Ofcom has been instructed to investigate whether ISPs can be forced to block websites that host copyright-infringing content, by the Culture Secretary.
The scheme is just one of a number of measures outlined in the Digital Economy Act, which became law last year, in a bid to tackle internet piracy.
However, it raised a number of concerns on whether the scheme was possible to implement. Now Jeremy Hunt has asked the watchdog to look at the technology and cost involved in implementing the measure, as well as whether the measures will be easy to bypass.
"I have no problem with the principle of blocking access to websites used exclusively for facilitating illegal downloading of content," Hunt said.
"But it is not clear whether the site blocking provisions in the Act could work in practice so I have asked Ofcom to address this question.
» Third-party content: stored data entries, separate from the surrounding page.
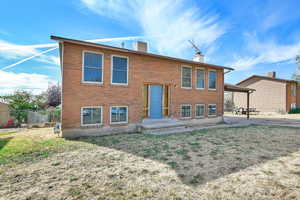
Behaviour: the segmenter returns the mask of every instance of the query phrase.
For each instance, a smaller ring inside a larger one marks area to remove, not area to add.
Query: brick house
[[[59,42],[62,136],[135,132],[144,120],[223,120],[232,68],[51,36]]]
[[[255,89],[251,94],[250,107],[261,112],[288,112],[300,107],[300,87],[293,80],[276,77],[276,72],[267,76],[253,75],[236,85]],[[234,93],[236,107],[246,107],[246,95]]]

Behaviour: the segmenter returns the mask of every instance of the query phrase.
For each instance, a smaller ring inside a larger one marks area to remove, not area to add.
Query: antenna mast
[[[202,52],[200,51],[200,49],[196,46],[195,42],[193,40],[189,40],[189,42],[191,43],[192,47],[195,49],[196,53],[199,53],[202,55]]]

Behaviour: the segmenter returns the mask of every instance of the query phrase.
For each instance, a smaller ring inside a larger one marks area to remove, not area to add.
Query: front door
[[[162,118],[163,87],[161,85],[150,85],[150,118]]]

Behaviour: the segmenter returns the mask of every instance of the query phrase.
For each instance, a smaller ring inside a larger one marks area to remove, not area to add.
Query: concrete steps
[[[198,122],[198,123],[197,123]],[[143,134],[165,135],[172,133],[182,133],[194,130],[206,129],[216,124],[204,123],[192,120],[176,120],[176,119],[145,119],[140,125],[140,131]]]

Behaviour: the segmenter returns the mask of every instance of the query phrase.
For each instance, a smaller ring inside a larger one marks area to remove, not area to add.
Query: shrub
[[[289,114],[300,114],[300,108],[295,108],[289,111]]]

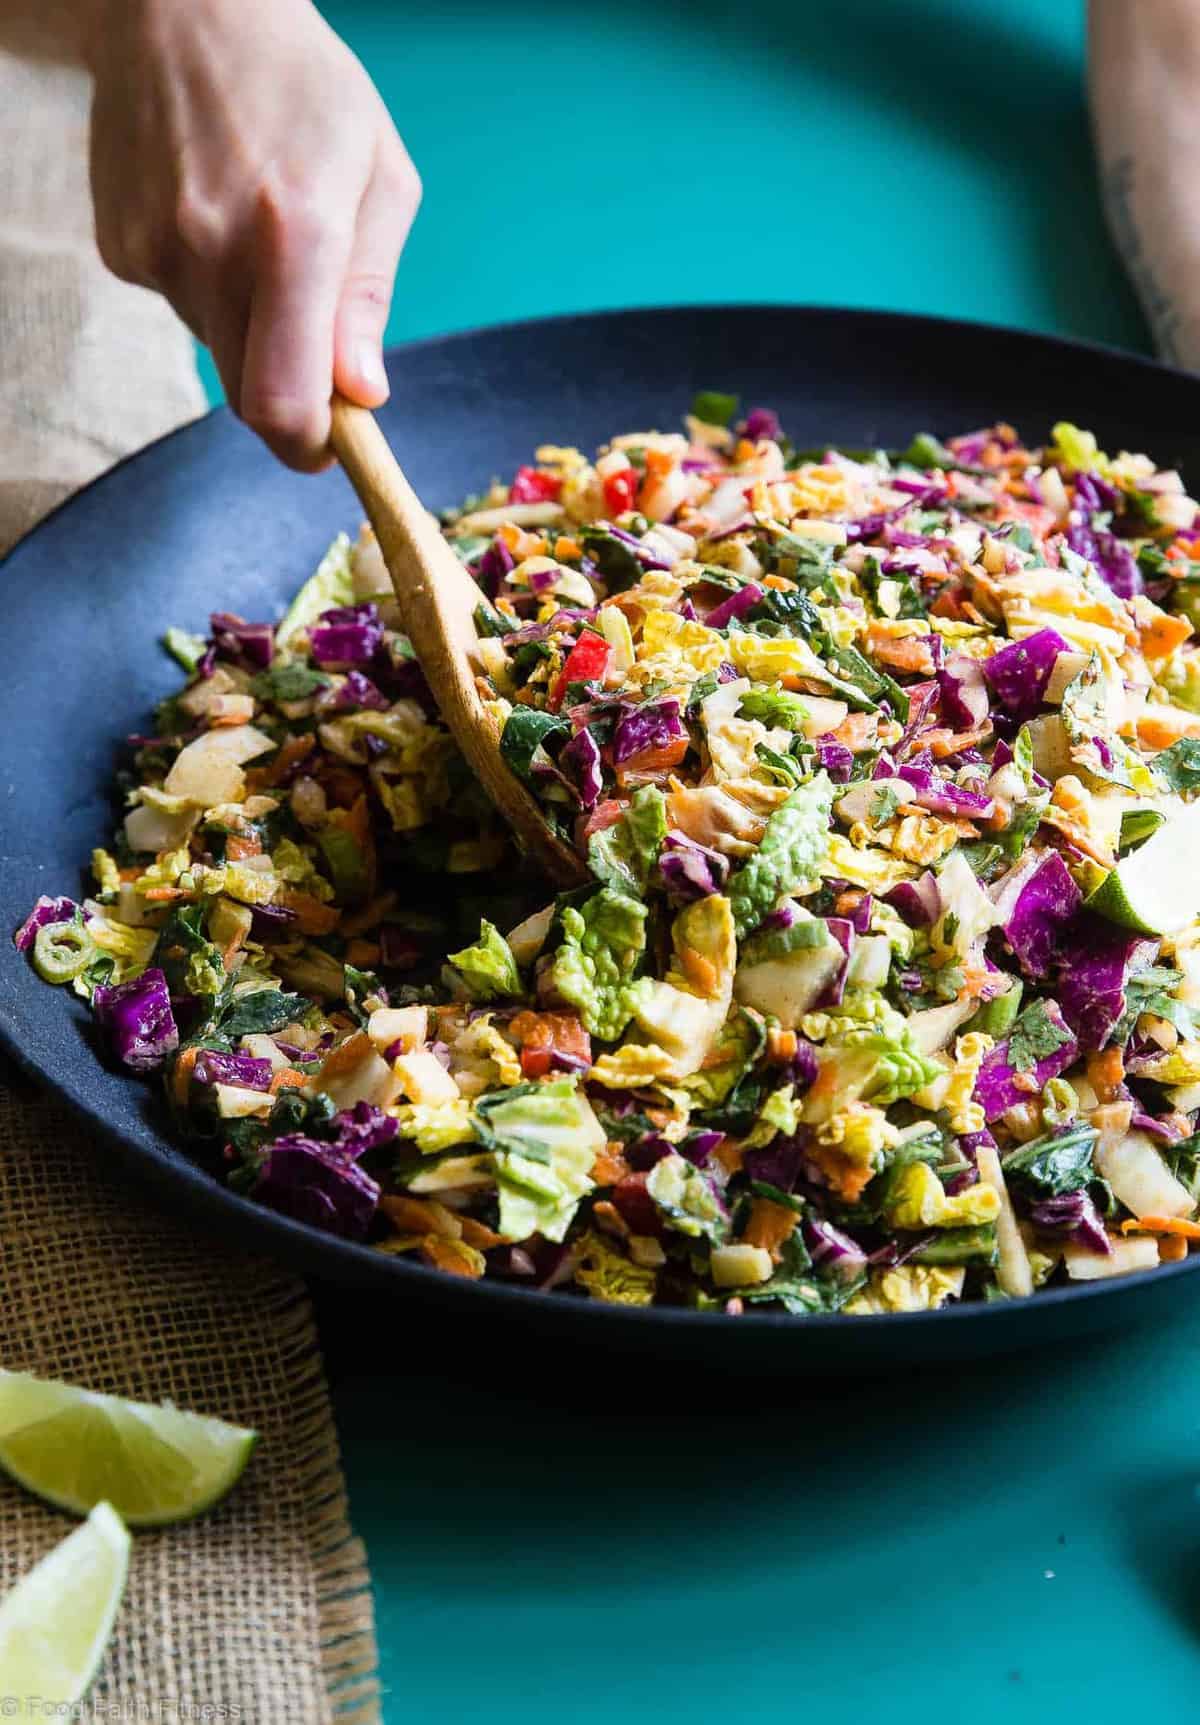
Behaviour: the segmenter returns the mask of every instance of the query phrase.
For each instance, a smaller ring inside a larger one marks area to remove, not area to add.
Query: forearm
[[[1200,370],[1200,5],[1090,0],[1088,24],[1109,228],[1160,354]]]

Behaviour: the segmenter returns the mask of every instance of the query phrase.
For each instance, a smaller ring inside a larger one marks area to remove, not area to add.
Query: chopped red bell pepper
[[[509,1025],[521,1047],[521,1071],[526,1078],[544,1078],[555,1066],[592,1063],[592,1039],[574,1012],[519,1012]]]
[[[521,1072],[526,1078],[544,1078],[554,1065],[552,1048],[523,1048]]]
[[[624,515],[633,508],[637,496],[638,476],[633,467],[618,468],[604,481],[604,507],[610,515]]]
[[[635,1234],[662,1233],[662,1217],[646,1190],[645,1174],[626,1174],[623,1180],[618,1180],[612,1189],[612,1201]]]
[[[562,670],[554,679],[554,686],[550,691],[551,710],[557,713],[572,683],[593,683],[603,677],[611,657],[612,648],[604,636],[595,635],[590,629],[585,629],[567,654]]]
[[[563,482],[557,473],[539,473],[536,467],[518,467],[508,488],[510,503],[555,503]]]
Before we consider introducing site blocking we need to know whether these measures are possible."
Hunt's move follows the nomination of the Digital Economy Act on the Your Freedom website, a scheme launched by the government designed to give Brits the chance to voice their opinions on which laws they think should be abolished.
"When we launched Your Freedom, I promised that the ideas submitted would be given proper consideration.... we have listened to the views expressed," said deputy prime minister Nick Clegg.
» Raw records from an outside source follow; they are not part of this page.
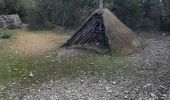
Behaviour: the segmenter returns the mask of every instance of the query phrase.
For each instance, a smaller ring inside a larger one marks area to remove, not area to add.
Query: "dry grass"
[[[103,18],[112,54],[128,55],[145,48],[144,40],[123,24],[111,11],[104,9]]]
[[[41,55],[59,48],[67,37],[49,31],[29,32],[17,30],[10,49],[12,52],[21,55]]]

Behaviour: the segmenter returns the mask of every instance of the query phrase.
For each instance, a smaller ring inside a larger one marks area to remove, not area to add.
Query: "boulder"
[[[22,21],[18,14],[0,16],[0,28],[16,29],[21,27]]]

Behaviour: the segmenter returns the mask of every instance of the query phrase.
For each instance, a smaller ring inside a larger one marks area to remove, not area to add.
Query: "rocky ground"
[[[82,75],[75,79],[51,80],[23,89],[27,91],[25,93],[17,90],[9,91],[10,99],[170,100],[170,37],[155,36],[147,38],[146,41],[147,48],[140,53],[125,57],[123,64],[115,65],[122,68],[113,75],[109,75],[110,72],[107,71]],[[58,58],[86,55],[83,51],[77,50],[59,52]]]

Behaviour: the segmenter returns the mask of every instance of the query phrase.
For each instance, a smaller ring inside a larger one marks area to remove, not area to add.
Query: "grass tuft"
[[[8,39],[12,36],[13,32],[7,29],[0,28],[0,38]]]

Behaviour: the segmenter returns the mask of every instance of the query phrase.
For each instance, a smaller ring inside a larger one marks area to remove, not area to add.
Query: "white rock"
[[[143,100],[143,98],[142,98],[142,97],[140,97],[138,100]]]
[[[3,85],[0,85],[0,91],[3,91],[6,87]]]
[[[30,74],[29,74],[29,77],[33,77],[34,75],[33,75],[33,73],[32,72],[30,72]]]
[[[38,92],[41,92],[41,90],[40,90],[40,89],[38,89]]]
[[[114,85],[116,84],[116,82],[112,82]]]
[[[127,99],[127,98],[128,98],[128,96],[124,96],[124,98],[125,98],[125,99]]]
[[[109,91],[109,89],[110,89],[110,88],[109,88],[108,86],[106,86],[106,91]]]
[[[71,93],[71,91],[70,91],[70,90],[67,90],[67,91],[66,91],[66,93],[67,93],[67,94],[70,94],[70,93]]]
[[[83,82],[84,82],[84,80],[80,80],[80,82],[81,82],[81,83],[83,83]]]
[[[151,86],[152,84],[146,84],[147,86]]]
[[[156,95],[154,93],[150,93],[151,97],[156,97]]]
[[[94,62],[91,62],[90,64],[91,64],[91,65],[94,65],[95,63],[94,63]]]
[[[129,91],[124,91],[125,93],[128,93]]]
[[[167,96],[166,94],[163,95],[163,97],[166,97],[166,96]]]
[[[151,86],[151,84],[146,84],[146,85],[144,85],[144,88],[147,88],[147,87],[150,87]]]
[[[113,93],[113,91],[112,91],[112,90],[108,90],[107,92],[108,92],[108,93]]]
[[[144,87],[144,88],[146,88],[146,87],[147,87],[147,85],[144,85],[143,87]]]

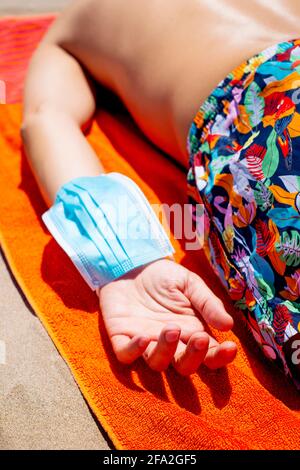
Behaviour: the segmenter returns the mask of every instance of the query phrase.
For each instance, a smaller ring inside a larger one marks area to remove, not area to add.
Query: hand
[[[222,301],[204,281],[183,266],[158,260],[117,279],[99,291],[100,307],[119,361],[143,356],[151,369],[170,363],[182,375],[201,363],[217,369],[233,361],[236,345],[219,344],[201,319],[222,331],[233,326]]]

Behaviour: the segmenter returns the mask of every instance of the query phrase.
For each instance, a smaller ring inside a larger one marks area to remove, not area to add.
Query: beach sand
[[[0,449],[108,449],[0,256]]]
[[[72,0],[1,0],[0,16],[2,15],[33,15],[60,11]]]
[[[0,16],[68,0],[1,0]],[[109,449],[67,365],[0,254],[0,449]]]

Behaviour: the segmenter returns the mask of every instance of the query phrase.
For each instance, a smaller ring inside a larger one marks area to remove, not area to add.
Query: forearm
[[[103,172],[81,130],[94,109],[91,84],[80,64],[56,45],[42,44],[26,79],[21,133],[48,204],[64,183]]]
[[[51,205],[43,221],[95,290],[169,256],[173,248],[135,183],[118,173],[100,175],[98,157],[81,132],[95,111],[93,84],[74,51],[66,51],[57,38],[46,41],[26,80],[22,136]],[[128,220],[120,210],[130,211]]]
[[[72,117],[46,107],[25,118],[24,122],[25,151],[49,205],[66,182],[103,172],[98,157]]]

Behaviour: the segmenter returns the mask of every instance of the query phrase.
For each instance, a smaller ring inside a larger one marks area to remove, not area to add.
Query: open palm
[[[167,260],[136,269],[99,292],[105,326],[117,358],[131,363],[143,356],[154,370],[170,363],[189,375],[203,362],[219,368],[231,362],[236,345],[219,344],[205,323],[227,331],[232,317],[195,273]]]

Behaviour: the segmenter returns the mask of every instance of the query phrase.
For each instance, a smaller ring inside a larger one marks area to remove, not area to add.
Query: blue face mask
[[[65,184],[42,219],[93,290],[174,252],[142,191],[120,173]]]

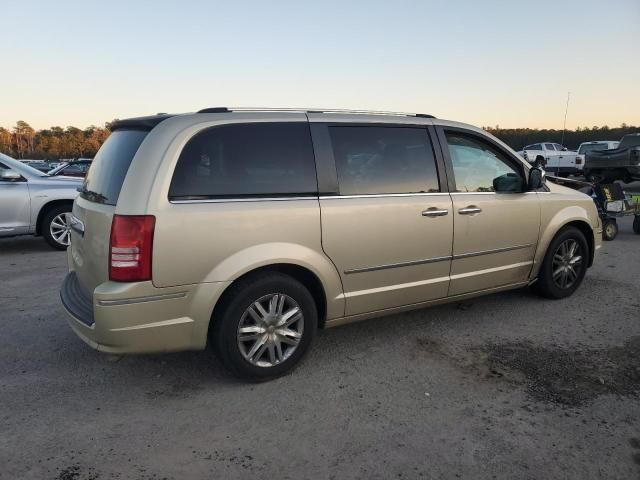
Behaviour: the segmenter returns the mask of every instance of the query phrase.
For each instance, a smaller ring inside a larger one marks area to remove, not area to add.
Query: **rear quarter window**
[[[113,132],[96,153],[80,196],[91,202],[116,205],[131,160],[148,133],[146,130]]]
[[[180,154],[169,199],[317,194],[309,125],[231,124],[196,134]]]

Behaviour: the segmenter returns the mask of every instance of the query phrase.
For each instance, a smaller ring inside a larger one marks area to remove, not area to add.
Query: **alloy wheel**
[[[582,248],[570,238],[560,244],[553,255],[553,282],[560,288],[571,288],[582,269]]]
[[[293,354],[303,332],[300,305],[288,295],[272,293],[257,299],[242,314],[238,347],[252,365],[273,367]]]
[[[69,246],[71,237],[71,227],[67,220],[67,213],[61,213],[53,217],[49,225],[49,232],[53,239],[60,245]]]

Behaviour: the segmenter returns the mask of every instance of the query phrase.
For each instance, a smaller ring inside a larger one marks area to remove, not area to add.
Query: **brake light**
[[[576,157],[576,165],[582,165],[582,157]]]
[[[155,224],[153,215],[114,215],[109,241],[110,280],[151,280]]]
"The government will look at whether we have the right tools for the job in addressing the problem of online copyright infringement," he added.
However, Hunt also confirmed that despite Ofcom's conclusions on the measure, it'll still need secondary legislation before it can be implemented.
The Department for Culture, Media and Sport also revealed Ofcom is preparing "to implement the Digital Economy Act's mass notification system". This is the first-step in the three strikes rule that will see those accused of illegal downloading issued with letters and emails warning them that they are taking part in unlawful activity.
However, the net piracy measures in the Digital Economy Act are to the subject of a judicial review after UK ISPs TalkTalk and BT the UK ISPs put a request to the High Court last year, stating the Act was "rushed through" and had "insufficient scrutiny". The two firms also said they were concerned that measures to tackle net piracy - including plans to temporarily suspend people from the web - could be in breach of "basic rights and freedoms".